The banks smartly recognized regulatory reform was inevitable after the greatest financial meltdown since the Great Depression. So rather than try to stop it, the industry helped mold and massage any changes into a shape it could tolerate. And early indications from Congress suggest they’ve been successful.
Wall Street’s crew on K Street, lobbyists’ answer to advertising’s Madison Avenue, has been formidable. It includes the American Bankers Association, the Financial Services Roundtable, the Financial Services Forum and the U.S. Chamber of Commerce. They set their sights early on a White House proposal to create a powerful and independent Consumer Financial Protection Agency.

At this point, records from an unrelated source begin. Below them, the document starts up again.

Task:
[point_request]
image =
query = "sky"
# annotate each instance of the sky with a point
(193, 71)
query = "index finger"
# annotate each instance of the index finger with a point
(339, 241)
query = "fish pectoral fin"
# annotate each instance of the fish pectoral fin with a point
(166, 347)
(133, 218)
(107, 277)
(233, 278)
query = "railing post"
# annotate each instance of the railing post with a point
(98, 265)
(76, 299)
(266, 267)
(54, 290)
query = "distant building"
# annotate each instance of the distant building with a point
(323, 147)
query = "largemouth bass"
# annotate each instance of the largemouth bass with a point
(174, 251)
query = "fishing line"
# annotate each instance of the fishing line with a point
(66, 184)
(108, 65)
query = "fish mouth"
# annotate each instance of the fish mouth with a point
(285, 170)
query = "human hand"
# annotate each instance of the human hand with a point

The lobbyists have successfully scaled back various iterations of the plan. One would make the regulator part of the Treasury Department, and force it to consult with existing watchdogs before imposing restrictions. Republican alternatives are even weaker, alternately housing a consumer unit either in the Federal Deposit Insurance Corp or the Federal Reserve. Expect a diluted compromise between diluted compromises — just as seems the case for the “Volcker Rule” to limit proprietary trading by banks.
Other lobbying successes abound. The Independent Community Bankers of America, which advocates for smaller lenders, helped force mega-banks to pre-fund any future possible bailouts. The Securities Industry and Financial Markets Association, along with the insurance industry, derailed strict Senate regulation of retail investment brokers.
Though the bankers’ advocates in Washington have done well, their work has been caught out in one regard. The International Monetary Fund recently found that banks that invested more to influence policy over the past decade were more likely to take more securitization risks, have larger loan defaults and sharper stock falls during key points of the crisis. The lobbyists may find much of their upcoming lobbying is focused on next year’s bonus.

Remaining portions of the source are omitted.